Siyasi pratik, daha iyi bir toplum kurmayı başardığı (ya da başaramadığı) sürece, estetik form da değişmeye devam edecek. En iyi durumda, hem sanat hem de gerçeklik için ortak olan bir evren hayal edebiliriz; ama bu ortak evrende bile, sanat aşkınlığını koruyacaktır. İnsanlar, muhtemelen hiçbir zaman, şiir konuşmayacak, şiir yazmayacak veya şiir bestelemeyecek; la prose du monde [dünyanın düzyazısı] devam edecek. “Sanatın sonu”, ancak, insanlar doğru ile yanlışı, iyi ile kötüyü, güzel ile çirkini, şimdi ile geleceği birbirinden ayıramaz olduklarında tasavvur edilebilir.
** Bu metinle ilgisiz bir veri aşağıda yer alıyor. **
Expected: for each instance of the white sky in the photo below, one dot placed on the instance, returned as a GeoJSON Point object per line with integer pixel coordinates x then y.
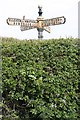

Bu, uygarlığın en ileri noktasındaki katıksız barbarlık durumu olacaktır, ki böyle bir durum gerçekten tarihsel bir olasılıktır.
Sanat, barbarlığın yükselişini engellemek için bir şey yapamaz – kendi başına, toplum içinde ve topluma karşı kendi alanını açık tutamaz. Sanatın kendini koruması ve geliştirmesi, barbarlığı kendi ilerleyişindeki potansiyel bir evre olarak doğuran toplumsal sistemi yıkma mücadelesine dayanır. Sanatın akıbeti, devrimin akıbetine göbekten bağlıdır. Bu anlamda, sanatçıyı sokaklara çıkaran ve –Komün için, Bolşevik Devrimi için, 1918 Alman Devrimi için, Çin ve Küba devrimleri için, veya kurtuluşu tarihsel bir olasılık haline getiren herhangi bir devrim için– savaşmaya iten şey, sanatın kendi içindeki bir zorunluluktur.
Herbert Marcuse, Counter-revolution and Revolt (Boston: Beacon Press, 1972) içinde, s. 121-122.